Intanto è il ministro Paolo Savona a far notare a Boeri che i pensionati non sono solo un costo ma anzi danno allo Stato italiano ben 50 miliardi l’anno come potete ascoltare dalle sue parole in QUESTO VIDEO.

Ma poi, forse non è vero che la spesa, ogni spesa, ha la curiosa tendenza a trasformarsi in un GUADAGNO? Mi spiego: se vado a comperare il pane dal fornaio, l’euro che ho speso è l’euro che lui ha guadagnato! Idem per il barbiere, il benzinaio, il dentista, ecc., ecc., ecc. Che poi il MERCATO, che sia dei pesci o di istituzioni banco-finanziarie altro non è che una continua compravendita, un dare e ricevere, una passività che si trasforma in un attivo. Certo capita che a volte il pesce puzzi, qualche venditore poco onesto rifila asset rischiosi ma questo fa parte dei cosiddetti rischi d’impresa, tanto più grandi quanto l’azzardo è elevato! E perché mai sto azzardo dovrebbe pagarlo chi  non ha mai investito alcunché? Gli italiani che centrerebbero con il debito e lo sPRRRRead, che altro non rappresentano che il bastone e l’olio di ricino dei tempi moderni? Ma siamo proprio sicuri che sto deBBito e sto sPRRRRead siano i motivi per cui dobbiamo continuare sulla masochistica china delle riforme di-strutturali, quelle, per intenderci, che cambiano la serratura della porta di casa senza avvertirci e ci lasciano con i pantaloni bagnati in mezzo alla starda?

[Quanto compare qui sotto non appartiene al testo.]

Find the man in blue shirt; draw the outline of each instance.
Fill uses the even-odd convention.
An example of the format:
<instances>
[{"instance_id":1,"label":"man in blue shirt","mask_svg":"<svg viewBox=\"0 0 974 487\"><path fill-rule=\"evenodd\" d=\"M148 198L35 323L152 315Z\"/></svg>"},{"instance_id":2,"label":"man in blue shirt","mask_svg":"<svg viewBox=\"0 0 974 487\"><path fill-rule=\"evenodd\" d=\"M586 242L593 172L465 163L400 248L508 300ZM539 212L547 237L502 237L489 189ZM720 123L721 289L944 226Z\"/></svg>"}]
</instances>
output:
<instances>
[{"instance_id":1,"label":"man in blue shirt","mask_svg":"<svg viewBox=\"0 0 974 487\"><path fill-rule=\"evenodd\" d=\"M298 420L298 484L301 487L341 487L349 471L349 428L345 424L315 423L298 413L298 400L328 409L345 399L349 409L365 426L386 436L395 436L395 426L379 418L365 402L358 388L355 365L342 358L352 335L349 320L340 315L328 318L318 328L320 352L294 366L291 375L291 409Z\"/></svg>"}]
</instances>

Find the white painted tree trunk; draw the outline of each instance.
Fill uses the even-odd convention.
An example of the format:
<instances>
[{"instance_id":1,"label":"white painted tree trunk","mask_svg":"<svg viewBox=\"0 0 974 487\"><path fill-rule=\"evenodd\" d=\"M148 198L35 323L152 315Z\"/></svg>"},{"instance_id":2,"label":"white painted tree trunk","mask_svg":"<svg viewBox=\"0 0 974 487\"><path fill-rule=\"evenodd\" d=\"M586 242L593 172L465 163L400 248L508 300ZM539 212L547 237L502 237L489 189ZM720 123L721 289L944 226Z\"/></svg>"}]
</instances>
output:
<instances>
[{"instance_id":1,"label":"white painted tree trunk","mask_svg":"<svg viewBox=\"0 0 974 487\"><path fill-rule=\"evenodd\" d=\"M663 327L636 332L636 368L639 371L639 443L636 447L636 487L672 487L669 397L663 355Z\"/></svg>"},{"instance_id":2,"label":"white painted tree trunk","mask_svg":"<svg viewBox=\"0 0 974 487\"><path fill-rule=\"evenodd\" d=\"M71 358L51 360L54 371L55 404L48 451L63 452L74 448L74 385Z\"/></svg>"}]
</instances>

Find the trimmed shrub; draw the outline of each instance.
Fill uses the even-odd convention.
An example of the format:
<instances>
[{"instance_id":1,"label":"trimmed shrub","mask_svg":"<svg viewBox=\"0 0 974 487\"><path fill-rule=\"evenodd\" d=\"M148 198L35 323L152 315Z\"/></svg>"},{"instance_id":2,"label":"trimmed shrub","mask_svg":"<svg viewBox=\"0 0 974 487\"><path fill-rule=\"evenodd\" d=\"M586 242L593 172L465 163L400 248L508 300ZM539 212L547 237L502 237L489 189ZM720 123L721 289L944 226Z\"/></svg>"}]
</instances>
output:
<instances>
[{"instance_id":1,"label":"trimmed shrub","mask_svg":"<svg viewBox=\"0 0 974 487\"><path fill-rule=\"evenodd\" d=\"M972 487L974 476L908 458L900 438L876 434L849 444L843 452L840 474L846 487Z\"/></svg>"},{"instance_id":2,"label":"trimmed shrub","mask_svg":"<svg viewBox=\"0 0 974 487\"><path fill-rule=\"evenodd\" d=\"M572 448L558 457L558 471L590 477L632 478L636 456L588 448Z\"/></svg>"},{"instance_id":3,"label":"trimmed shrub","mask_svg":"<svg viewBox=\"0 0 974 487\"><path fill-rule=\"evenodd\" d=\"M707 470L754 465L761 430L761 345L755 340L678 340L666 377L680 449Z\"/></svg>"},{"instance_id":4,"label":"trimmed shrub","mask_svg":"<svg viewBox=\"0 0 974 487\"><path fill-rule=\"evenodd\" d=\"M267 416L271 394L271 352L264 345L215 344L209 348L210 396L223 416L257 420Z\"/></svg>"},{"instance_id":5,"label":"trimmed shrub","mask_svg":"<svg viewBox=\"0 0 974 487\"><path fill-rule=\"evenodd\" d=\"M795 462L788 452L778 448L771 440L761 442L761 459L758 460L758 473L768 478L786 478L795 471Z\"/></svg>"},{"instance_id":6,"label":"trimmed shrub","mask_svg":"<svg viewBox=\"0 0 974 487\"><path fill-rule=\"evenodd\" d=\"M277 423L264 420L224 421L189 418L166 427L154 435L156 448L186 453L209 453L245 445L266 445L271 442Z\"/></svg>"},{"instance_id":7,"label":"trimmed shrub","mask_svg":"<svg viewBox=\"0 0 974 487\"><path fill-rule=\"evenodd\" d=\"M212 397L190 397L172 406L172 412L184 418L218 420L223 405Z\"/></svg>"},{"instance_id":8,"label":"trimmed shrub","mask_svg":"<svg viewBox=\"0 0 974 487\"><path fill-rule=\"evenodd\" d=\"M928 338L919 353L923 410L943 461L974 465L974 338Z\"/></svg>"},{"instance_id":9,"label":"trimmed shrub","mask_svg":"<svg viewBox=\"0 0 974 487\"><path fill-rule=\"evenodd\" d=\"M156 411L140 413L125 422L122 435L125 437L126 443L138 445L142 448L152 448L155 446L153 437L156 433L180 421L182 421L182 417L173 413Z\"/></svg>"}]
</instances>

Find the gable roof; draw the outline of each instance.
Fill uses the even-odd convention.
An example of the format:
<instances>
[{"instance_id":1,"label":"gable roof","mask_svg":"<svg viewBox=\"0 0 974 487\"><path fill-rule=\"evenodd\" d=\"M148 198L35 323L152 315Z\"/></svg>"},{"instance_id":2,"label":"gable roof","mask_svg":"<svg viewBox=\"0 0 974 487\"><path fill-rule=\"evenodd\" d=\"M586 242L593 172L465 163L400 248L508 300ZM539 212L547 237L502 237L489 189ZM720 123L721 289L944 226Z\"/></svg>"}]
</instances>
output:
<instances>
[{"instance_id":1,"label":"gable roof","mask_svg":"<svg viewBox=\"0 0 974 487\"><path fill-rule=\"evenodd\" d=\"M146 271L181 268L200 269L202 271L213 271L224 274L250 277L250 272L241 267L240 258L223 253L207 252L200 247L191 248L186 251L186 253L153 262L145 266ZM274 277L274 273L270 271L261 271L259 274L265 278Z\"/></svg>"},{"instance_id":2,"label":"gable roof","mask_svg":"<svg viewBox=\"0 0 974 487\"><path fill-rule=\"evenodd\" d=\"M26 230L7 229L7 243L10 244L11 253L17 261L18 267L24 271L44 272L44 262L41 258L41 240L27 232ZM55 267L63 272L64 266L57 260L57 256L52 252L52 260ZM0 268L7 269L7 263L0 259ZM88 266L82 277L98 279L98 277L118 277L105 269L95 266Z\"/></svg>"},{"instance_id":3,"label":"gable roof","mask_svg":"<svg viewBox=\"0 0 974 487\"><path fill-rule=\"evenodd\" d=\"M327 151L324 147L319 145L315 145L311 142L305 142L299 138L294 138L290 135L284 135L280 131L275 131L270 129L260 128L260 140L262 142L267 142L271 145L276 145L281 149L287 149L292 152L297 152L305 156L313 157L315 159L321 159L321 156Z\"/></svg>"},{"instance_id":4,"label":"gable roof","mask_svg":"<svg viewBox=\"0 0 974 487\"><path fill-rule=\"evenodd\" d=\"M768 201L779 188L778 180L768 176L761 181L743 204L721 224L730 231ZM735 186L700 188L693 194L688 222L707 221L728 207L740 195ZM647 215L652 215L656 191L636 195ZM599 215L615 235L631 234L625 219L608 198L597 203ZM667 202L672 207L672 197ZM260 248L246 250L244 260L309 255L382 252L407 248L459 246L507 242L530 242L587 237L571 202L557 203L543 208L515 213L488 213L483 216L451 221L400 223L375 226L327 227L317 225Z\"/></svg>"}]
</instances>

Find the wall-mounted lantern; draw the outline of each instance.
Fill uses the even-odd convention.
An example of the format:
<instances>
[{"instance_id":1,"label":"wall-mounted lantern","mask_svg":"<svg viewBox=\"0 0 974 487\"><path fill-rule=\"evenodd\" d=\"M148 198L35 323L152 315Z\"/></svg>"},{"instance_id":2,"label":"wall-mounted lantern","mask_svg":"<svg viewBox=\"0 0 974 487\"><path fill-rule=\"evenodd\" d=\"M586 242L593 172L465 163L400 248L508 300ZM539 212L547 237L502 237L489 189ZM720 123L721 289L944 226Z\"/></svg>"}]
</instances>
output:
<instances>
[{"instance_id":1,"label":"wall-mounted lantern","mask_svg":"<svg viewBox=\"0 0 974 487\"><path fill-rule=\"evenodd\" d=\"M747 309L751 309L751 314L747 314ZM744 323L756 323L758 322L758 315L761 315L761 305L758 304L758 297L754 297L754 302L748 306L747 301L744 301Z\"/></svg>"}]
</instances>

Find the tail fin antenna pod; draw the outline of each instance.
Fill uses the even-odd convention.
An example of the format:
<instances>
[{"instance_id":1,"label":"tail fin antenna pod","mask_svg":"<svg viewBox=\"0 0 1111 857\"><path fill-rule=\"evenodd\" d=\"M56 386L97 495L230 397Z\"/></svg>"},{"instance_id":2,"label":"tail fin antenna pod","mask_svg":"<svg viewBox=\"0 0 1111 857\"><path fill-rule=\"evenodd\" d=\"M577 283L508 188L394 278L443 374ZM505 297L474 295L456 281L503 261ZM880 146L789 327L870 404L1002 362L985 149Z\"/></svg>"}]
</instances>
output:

Per dire che se l’attuale governo gioca la carta delle pensioni, non sarebbe più corretto oltre a paventare i costi,  mettere sul piatto della bilancia anche i possibili benefici? I soldi spesi dal sistema previdenziale passeranno quindi direttamente dalle casse dell’INPS al cratere dell’Etna? I pensionati li metteranno sotto il materasso perché già avvertiti che “i costi degli azzardi del governo” porteranno i cittadini a pagare, pagare, pagare e un buco nero finanziario risucchierà l’Italia intera sPRRRRecona e ladrona? Ma i governi del “più Europa” che benefici “social-strutturali” ci hanno poi lasciato? Hanno STRUTTURALIZZATO il precariato perpetuo e lo sfruttamento, oltre ad aver di fatto cancellato la previdenza futura:  se la gente è sottopagata e non lavora che senso ha parlare ancora di pensioni e di INPS? Questi conti qualcuno li ha fatti?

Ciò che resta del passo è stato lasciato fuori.